Missing data from replica shards after delete by query and index


#1

Hi All,

We are on ES 2.4.4. We are using delete by query to delete all docs of given type in an index using delete by query. Immediately, we index the data again. Sometimes, doc count on replica is less than primary. I am using "_primary/_replica" preference to find out the counts. If we delete the entire index and index the data gain, things are fine.

In Pre-Prod, we have 2 Node cluster and in Prod we have 6 Node cluster. Issue happens on both environments, Each index has 2 shards and 1 replica . Can you please suggest what could the root cause and how to either troubleshoot or fix the issue?

Thank you
Ashok


(Christian Dahlqvist) #2

Have you waited for the operation to complete and run a refresh before getting the count?


#3

Yes, we do wait and refresh.
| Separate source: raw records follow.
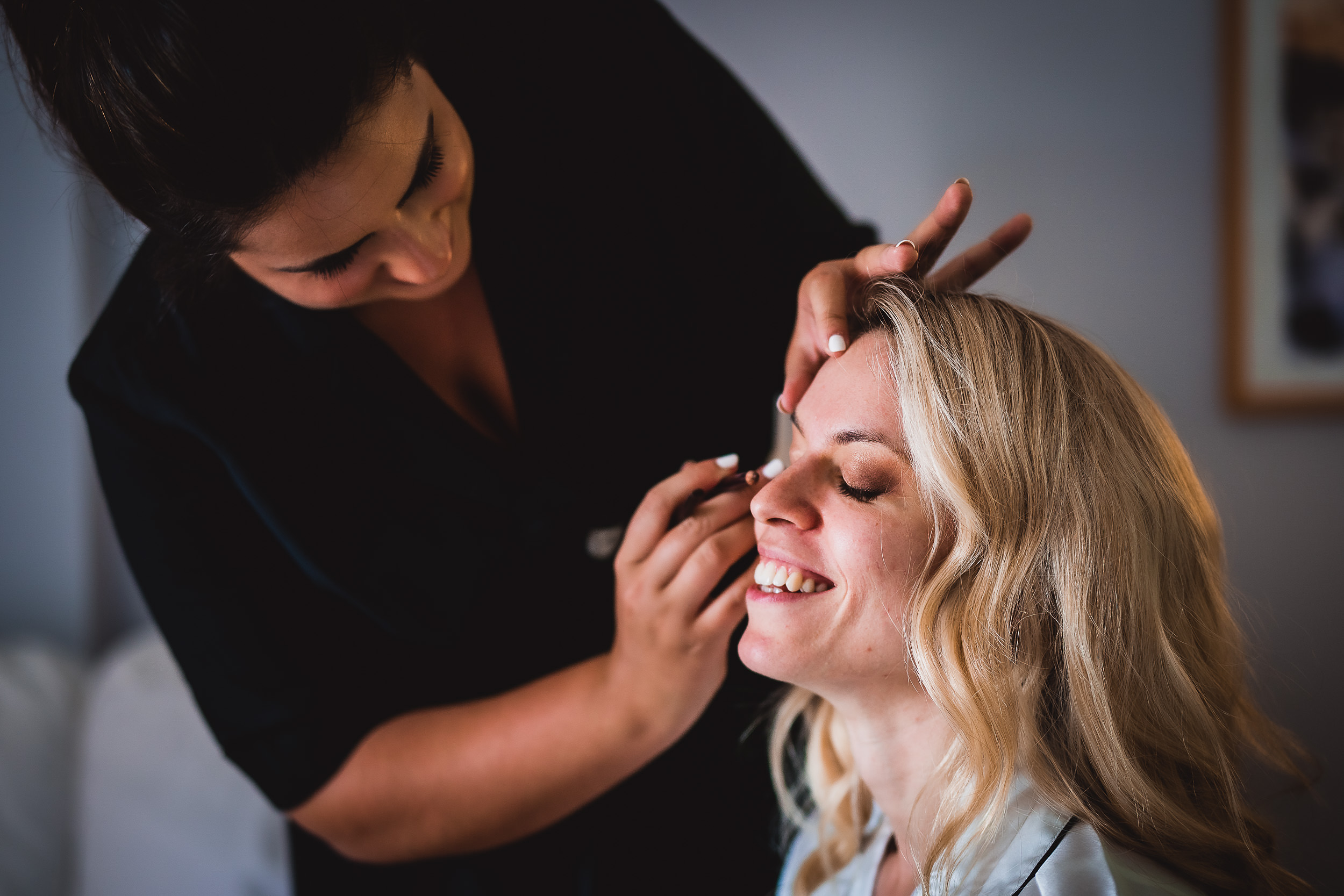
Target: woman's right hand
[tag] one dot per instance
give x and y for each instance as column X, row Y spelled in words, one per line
column 671, row 640
column 469, row 777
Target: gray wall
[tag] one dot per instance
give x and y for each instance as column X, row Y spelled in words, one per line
column 45, row 535
column 1098, row 119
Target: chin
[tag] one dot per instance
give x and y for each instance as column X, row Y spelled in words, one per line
column 768, row 656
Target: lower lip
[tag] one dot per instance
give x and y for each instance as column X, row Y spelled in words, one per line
column 783, row 597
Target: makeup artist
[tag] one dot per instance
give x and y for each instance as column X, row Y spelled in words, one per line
column 431, row 297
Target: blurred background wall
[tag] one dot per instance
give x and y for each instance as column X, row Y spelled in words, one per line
column 1098, row 119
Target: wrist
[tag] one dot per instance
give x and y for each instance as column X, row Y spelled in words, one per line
column 644, row 720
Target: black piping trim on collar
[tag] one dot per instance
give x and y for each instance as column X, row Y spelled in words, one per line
column 1060, row 838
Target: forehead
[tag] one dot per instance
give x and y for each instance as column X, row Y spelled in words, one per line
column 854, row 393
column 346, row 197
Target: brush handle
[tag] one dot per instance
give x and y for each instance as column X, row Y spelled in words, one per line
column 734, row 483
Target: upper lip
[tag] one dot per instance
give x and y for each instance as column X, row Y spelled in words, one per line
column 772, row 555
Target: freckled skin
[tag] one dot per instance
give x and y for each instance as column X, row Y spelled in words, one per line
column 847, row 637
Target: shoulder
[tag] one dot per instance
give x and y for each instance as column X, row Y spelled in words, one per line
column 1085, row 864
column 855, row 879
column 159, row 356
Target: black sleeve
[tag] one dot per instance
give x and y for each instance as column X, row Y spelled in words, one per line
column 226, row 597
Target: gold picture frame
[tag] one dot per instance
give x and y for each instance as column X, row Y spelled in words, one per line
column 1283, row 226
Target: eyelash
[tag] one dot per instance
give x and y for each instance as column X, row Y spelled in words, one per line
column 436, row 163
column 863, row 496
column 338, row 264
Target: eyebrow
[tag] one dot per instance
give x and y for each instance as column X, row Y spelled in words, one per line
column 423, row 164
column 421, row 168
column 850, row 437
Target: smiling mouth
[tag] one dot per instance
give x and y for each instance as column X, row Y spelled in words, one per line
column 777, row 578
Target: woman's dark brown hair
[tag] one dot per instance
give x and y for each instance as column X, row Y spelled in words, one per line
column 197, row 114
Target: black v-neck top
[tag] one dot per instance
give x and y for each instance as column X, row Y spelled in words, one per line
column 326, row 544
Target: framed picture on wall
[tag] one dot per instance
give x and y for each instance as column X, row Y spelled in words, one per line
column 1283, row 81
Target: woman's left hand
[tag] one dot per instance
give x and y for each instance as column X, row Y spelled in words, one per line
column 830, row 289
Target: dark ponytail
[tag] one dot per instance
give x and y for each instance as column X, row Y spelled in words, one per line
column 197, row 114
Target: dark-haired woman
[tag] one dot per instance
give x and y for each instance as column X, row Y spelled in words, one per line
column 431, row 296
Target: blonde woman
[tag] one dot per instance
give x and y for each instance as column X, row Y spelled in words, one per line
column 998, row 587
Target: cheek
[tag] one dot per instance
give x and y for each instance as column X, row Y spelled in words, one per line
column 858, row 633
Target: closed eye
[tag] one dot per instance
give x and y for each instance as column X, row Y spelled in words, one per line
column 864, row 496
column 337, row 262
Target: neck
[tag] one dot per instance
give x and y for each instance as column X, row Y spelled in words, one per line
column 898, row 741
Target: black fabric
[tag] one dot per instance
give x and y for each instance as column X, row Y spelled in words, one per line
column 326, row 544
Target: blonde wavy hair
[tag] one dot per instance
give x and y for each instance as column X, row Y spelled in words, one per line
column 1070, row 622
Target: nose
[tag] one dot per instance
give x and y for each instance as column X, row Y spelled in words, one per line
column 423, row 248
column 788, row 499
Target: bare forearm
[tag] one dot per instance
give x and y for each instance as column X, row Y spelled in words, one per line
column 469, row 777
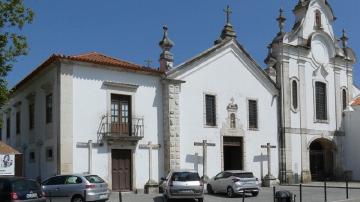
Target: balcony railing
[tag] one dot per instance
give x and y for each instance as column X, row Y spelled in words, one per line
column 132, row 130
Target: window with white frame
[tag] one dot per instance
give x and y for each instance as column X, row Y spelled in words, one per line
column 210, row 110
column 294, row 96
column 344, row 99
column 253, row 114
column 320, row 101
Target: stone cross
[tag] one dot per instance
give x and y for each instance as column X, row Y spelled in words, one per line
column 150, row 147
column 228, row 12
column 89, row 145
column 204, row 144
column 268, row 148
column 148, row 62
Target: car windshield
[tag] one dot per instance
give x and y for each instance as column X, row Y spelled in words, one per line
column 185, row 176
column 243, row 175
column 94, row 179
column 25, row 185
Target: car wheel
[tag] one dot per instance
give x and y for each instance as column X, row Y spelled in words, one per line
column 209, row 189
column 77, row 198
column 230, row 192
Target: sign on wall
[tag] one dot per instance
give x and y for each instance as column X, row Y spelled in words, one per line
column 7, row 164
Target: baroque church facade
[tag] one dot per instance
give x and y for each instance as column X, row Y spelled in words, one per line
column 94, row 113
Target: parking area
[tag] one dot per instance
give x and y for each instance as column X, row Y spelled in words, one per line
column 310, row 194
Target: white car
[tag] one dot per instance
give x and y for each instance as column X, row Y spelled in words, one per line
column 234, row 182
column 183, row 184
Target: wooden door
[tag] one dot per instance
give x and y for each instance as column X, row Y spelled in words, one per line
column 121, row 170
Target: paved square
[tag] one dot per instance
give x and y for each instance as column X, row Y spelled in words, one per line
column 310, row 194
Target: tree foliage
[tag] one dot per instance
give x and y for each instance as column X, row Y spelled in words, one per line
column 13, row 16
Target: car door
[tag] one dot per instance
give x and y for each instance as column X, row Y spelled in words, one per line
column 53, row 186
column 225, row 181
column 73, row 185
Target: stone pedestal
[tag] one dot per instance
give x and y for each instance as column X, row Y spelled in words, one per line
column 305, row 176
column 151, row 187
column 269, row 181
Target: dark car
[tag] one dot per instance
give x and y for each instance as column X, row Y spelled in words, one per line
column 19, row 189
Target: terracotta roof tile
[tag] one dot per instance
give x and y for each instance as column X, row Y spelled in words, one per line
column 6, row 149
column 356, row 102
column 94, row 58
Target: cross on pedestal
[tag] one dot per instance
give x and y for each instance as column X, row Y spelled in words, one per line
column 228, row 12
column 150, row 147
column 88, row 145
column 204, row 144
column 269, row 180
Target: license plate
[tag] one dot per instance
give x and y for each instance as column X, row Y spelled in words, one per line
column 103, row 196
column 32, row 195
column 187, row 191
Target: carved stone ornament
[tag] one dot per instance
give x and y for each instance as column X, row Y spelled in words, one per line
column 321, row 70
column 232, row 106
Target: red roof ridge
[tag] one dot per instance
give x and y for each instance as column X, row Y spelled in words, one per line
column 84, row 54
column 91, row 57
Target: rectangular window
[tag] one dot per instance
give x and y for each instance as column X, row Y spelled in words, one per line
column 49, row 108
column 49, row 154
column 31, row 156
column 18, row 124
column 210, row 105
column 8, row 127
column 31, row 115
column 121, row 114
column 253, row 114
column 321, row 102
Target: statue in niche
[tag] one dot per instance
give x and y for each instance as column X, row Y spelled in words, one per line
column 232, row 120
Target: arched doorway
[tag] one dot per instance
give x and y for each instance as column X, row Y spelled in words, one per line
column 321, row 159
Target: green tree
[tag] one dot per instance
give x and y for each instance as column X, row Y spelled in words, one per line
column 13, row 16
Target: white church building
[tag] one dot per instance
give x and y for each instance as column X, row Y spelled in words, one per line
column 98, row 114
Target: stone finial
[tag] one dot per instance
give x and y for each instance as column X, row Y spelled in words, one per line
column 344, row 38
column 281, row 19
column 228, row 31
column 166, row 58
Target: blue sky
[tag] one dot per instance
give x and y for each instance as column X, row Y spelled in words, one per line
column 131, row 29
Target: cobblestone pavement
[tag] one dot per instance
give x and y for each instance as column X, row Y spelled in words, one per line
column 310, row 194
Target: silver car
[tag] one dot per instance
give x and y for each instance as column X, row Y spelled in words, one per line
column 234, row 182
column 183, row 184
column 76, row 188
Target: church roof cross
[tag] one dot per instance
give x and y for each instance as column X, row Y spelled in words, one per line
column 148, row 62
column 228, row 12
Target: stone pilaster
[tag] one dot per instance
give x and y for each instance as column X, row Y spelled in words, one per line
column 338, row 97
column 171, row 95
column 286, row 119
column 305, row 160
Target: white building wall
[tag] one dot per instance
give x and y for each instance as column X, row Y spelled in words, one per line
column 43, row 135
column 351, row 142
column 227, row 76
column 91, row 100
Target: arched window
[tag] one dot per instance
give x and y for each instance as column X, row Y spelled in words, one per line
column 294, row 94
column 321, row 101
column 232, row 120
column 344, row 98
column 318, row 19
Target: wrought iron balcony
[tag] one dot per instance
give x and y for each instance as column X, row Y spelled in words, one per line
column 114, row 131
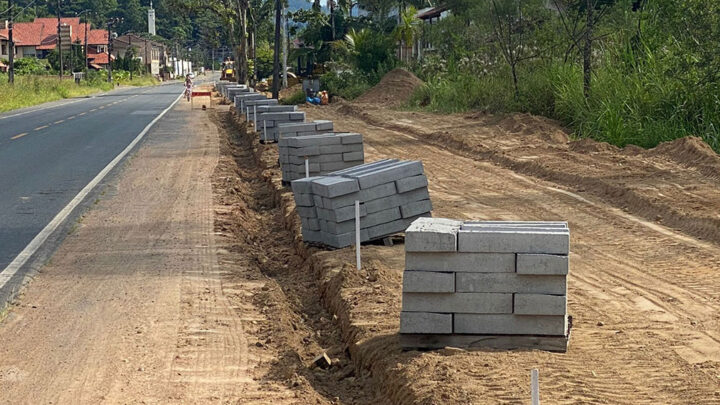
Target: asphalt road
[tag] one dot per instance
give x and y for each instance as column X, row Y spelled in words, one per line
column 50, row 153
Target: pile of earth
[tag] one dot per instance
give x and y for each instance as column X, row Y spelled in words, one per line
column 395, row 89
Here is the exact code we are using

					DeleteByQueryResponse rsp = new DeleteByQueryRequestBuilder(client, DeleteByQueryAction.INSTANCE)
													.setIndices(INDEX)
													.setTypes(TYPE)
													.setSource(new SearchSourceBuilder().query(QueryBuilders.matchAllQuery()).size(5000).toString())
													.execute()
													.actionGet();
				RefreshResponse refreshResponse = client.admin().indices().refresh(new RefreshRequest(INDEX)).actionGet();

#4

Couple of observations

  1. Instead of delete by query, I scroll through all docs and delete using bulk request and still same issue is seen
  2. We are not relying on auto generated doc id
  3. If we completely delete the index and re-index the whole data, there are no issues

Please suggest what could be going wrong for us? Thank you so much


(Christian Dahlqvist) #5

Elasticsearch 2.4 is quite old and a lot of effort has gone into improving resiliency and durability in later versions. If I recall correctly, replication in Elasticsearch 2.x was asynchronous, so could be more susceptible to network issues. Is your cluster deployed within a single DC with fast and reliable connections between the nodes?

To be sure that you are indeed waiting for the job to complete and replication of the changes to finish, can you run the steps manually (verifying that they all have completed before continuing) and verify you see the same problem then?


#6

Thank you Christian for you response.

All our machines are AWS EC2 instances in a single region but on different availability zones. As I mentioned above, we don't have this issue when index is deleted completely and indexed again. Issue only happens when we delete data for few types and added them back. So, I am assuming network connectivity is not an issue

I will explore the manual option.


(system) #7

This topic was automatically closed 28 days after the last reply. New replies are no longer allowed.